Brabant Strip’s latest issue includes a two-page interview with yours truly about Shopacomic. It comes with a number of illustrations by Shopacomic artists. Take a look at the Shopacomic site and get yourself an artwork by an upcoming or known talent. One can never have too much support and encouragement.
Some extracts from the interview:
“Collectors and artists meet at shopacomic.com”
Luc Morjaeu, cartoonist of Suske & Wiske, decided years ago to pursue a drawing career and has learnt how to go about it. He is now using that experience to give other artists the opportunity to make their talents pay off. Not surprisingly, he is the founder of the shopacomic.com website.
Nine years ago, BS had a scoop: you were to become the new head of Studio Vandersteen. A dream come true?
Yes, incredible … It came as a big surprise. I had never applied for the position, but all of a sudden I was invited to a meeting with Leen Vandersteen. I had never really had the opportunity to speak with Willy Vandersteen himself, and I realized that meeting his daughter was as close as I was ever going to get to him. The rest is history.
Is Shopacomic a commercial incentive or is there more to it than that?

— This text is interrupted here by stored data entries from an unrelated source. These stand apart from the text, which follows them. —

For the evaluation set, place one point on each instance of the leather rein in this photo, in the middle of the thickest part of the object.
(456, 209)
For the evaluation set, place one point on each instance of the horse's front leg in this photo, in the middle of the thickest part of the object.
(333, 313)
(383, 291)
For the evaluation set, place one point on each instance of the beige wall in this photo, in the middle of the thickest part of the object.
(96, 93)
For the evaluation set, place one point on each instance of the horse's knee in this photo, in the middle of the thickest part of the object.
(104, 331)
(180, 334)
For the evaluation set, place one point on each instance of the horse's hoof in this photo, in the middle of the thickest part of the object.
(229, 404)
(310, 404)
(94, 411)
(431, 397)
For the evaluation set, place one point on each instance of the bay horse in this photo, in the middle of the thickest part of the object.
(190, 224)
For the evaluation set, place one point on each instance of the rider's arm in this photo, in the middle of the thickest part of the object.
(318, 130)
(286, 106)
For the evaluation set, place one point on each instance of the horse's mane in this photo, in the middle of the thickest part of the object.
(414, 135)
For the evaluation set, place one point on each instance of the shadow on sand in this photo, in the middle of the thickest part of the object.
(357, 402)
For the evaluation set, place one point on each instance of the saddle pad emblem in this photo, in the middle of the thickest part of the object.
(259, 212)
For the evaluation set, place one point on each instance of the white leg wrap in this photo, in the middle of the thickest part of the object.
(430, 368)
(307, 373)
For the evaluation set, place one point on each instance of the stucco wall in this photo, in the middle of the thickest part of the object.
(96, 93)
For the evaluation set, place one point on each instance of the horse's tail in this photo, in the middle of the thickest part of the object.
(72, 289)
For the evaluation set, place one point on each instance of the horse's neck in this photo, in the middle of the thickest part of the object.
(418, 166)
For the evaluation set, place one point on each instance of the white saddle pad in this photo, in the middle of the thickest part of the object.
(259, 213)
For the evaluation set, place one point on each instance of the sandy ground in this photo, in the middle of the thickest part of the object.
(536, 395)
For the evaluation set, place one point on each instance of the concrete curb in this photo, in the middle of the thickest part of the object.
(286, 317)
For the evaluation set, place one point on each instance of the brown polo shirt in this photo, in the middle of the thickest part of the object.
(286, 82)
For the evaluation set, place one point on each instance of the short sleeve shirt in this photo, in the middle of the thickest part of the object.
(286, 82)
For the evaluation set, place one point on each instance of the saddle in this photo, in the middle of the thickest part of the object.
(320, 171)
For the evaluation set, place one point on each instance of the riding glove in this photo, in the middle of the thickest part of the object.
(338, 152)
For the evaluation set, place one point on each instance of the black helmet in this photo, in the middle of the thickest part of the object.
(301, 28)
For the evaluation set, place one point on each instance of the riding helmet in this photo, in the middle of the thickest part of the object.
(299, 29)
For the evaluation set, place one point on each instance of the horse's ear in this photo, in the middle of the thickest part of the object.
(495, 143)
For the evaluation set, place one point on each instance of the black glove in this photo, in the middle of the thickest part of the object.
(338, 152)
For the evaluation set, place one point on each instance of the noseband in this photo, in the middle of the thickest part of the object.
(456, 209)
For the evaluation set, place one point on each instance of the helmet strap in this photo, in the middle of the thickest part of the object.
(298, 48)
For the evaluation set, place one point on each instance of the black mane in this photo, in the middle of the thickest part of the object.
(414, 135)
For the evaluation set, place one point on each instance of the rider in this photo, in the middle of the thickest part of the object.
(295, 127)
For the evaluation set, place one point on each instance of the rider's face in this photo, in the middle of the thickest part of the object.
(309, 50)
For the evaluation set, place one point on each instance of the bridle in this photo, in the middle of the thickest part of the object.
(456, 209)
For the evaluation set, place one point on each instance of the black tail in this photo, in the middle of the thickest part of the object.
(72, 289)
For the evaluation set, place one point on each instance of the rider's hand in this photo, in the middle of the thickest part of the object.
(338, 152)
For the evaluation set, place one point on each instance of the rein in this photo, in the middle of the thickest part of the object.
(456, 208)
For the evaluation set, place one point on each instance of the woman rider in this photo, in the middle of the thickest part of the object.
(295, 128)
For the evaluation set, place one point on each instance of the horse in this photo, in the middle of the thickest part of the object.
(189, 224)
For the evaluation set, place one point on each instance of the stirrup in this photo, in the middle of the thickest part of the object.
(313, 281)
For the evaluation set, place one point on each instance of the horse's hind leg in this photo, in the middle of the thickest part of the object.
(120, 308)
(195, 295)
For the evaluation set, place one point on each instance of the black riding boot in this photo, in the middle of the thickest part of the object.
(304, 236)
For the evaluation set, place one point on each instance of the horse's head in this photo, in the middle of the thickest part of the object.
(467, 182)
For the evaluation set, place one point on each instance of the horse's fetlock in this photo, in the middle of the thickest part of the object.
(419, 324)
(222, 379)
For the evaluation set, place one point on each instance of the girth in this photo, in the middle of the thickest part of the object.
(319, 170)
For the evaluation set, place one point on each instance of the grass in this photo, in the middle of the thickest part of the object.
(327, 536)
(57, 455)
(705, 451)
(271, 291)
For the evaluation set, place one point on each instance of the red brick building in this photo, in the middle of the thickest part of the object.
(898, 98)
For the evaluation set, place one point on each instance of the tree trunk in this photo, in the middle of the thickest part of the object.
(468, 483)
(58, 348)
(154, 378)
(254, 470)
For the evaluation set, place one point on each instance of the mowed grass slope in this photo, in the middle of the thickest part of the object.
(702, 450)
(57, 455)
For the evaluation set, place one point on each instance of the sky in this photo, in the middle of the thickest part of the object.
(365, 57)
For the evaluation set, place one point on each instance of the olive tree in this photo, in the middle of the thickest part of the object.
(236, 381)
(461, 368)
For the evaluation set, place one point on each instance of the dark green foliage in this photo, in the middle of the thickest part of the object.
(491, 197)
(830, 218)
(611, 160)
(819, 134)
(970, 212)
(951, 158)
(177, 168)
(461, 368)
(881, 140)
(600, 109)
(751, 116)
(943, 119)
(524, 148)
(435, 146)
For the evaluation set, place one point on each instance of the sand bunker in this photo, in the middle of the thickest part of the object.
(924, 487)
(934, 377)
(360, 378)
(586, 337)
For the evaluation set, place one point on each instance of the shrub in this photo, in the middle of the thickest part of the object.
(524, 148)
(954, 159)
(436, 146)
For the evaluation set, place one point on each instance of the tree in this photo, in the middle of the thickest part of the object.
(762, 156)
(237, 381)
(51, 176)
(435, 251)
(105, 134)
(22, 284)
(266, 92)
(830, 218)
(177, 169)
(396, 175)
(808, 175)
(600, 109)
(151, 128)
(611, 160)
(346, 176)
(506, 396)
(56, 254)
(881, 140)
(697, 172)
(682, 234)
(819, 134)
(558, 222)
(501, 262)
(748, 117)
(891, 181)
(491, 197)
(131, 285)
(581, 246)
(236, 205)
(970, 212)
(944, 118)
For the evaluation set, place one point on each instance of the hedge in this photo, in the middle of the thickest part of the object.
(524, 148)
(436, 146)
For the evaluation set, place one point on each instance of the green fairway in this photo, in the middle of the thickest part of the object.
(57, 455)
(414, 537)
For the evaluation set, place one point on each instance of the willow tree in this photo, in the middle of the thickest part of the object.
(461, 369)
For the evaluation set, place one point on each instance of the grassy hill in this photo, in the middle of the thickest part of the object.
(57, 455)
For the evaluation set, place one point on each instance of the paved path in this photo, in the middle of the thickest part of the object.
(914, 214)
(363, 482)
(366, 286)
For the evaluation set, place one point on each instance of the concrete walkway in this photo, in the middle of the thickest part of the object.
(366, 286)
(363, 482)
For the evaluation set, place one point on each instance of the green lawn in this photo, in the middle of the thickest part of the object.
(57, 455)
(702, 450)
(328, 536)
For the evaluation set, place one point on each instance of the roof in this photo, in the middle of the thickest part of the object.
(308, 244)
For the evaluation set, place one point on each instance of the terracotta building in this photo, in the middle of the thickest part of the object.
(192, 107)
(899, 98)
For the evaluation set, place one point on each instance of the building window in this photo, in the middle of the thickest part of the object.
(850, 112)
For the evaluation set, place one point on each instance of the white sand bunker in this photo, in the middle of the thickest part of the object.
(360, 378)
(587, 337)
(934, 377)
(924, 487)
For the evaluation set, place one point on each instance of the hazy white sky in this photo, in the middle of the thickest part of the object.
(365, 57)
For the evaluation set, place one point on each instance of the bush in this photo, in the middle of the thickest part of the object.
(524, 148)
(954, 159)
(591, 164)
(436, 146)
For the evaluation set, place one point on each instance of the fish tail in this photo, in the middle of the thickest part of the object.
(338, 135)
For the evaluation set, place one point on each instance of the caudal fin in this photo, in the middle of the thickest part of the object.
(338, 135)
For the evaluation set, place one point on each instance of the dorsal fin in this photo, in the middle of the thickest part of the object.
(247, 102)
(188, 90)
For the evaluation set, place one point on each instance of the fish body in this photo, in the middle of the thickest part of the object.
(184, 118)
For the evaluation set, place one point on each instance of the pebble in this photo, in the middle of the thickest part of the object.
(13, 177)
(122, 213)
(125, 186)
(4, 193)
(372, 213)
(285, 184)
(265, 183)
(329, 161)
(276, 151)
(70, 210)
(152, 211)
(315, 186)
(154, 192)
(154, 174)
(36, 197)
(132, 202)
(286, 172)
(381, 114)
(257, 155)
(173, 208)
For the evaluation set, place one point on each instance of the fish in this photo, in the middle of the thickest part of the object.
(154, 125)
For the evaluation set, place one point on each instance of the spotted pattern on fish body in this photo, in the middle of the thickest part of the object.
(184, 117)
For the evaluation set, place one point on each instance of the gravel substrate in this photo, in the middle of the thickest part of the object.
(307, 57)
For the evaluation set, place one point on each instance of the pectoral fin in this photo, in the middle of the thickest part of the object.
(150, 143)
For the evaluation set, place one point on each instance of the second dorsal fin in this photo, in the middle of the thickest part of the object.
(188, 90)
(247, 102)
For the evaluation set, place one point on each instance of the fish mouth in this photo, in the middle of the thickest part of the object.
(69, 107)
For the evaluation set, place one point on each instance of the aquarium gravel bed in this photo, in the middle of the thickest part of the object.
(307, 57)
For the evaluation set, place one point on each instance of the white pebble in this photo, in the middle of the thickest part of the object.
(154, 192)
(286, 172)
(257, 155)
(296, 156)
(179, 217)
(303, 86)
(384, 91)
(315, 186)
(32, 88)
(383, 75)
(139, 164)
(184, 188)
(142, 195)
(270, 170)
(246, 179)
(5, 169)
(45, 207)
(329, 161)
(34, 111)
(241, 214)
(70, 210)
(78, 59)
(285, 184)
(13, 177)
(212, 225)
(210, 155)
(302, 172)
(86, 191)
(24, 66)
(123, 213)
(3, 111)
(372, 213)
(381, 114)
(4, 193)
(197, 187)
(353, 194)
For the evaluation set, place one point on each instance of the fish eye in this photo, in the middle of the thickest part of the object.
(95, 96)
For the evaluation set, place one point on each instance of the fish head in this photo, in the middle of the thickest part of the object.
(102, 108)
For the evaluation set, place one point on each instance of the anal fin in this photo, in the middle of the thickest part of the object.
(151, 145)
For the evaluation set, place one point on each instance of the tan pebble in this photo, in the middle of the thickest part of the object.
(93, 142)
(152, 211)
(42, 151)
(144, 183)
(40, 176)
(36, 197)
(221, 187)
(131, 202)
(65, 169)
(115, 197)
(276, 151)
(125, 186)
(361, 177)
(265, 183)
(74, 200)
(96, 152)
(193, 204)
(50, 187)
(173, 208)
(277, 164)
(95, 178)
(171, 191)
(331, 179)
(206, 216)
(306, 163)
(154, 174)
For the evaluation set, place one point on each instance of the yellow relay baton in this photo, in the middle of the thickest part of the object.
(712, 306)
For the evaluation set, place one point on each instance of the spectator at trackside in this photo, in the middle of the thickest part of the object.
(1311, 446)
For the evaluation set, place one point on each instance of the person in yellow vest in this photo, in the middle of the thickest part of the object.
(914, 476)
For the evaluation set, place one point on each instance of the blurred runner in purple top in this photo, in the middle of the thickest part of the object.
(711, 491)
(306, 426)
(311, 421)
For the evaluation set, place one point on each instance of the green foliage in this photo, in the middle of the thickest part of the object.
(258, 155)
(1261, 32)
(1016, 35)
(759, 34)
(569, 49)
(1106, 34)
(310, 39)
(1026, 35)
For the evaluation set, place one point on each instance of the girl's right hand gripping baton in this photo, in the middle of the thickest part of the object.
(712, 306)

One mustn’t underestimate the power of commercial success. It could be just what the artist needs to get that extra nudge to keep going. To me, that is a pure way of working. A relationship is established, one that has been around for centuries: the mecenas, the collector, meets the artist and provides support. Many great artists have made their name this way. It is a very personal way of showing that one likes the artist’s work and that one wishes for them to proceed. In doing so, one establishes a personal relationship with that particular artist. Moreover, buying an low-priced original artwork of an upcoming talent could prove to be a good investment in due time. That is why we do not want a share of the profit. Shopacomic.com is but a medium to connect artists with their audience. The site is not involved in anything other than that.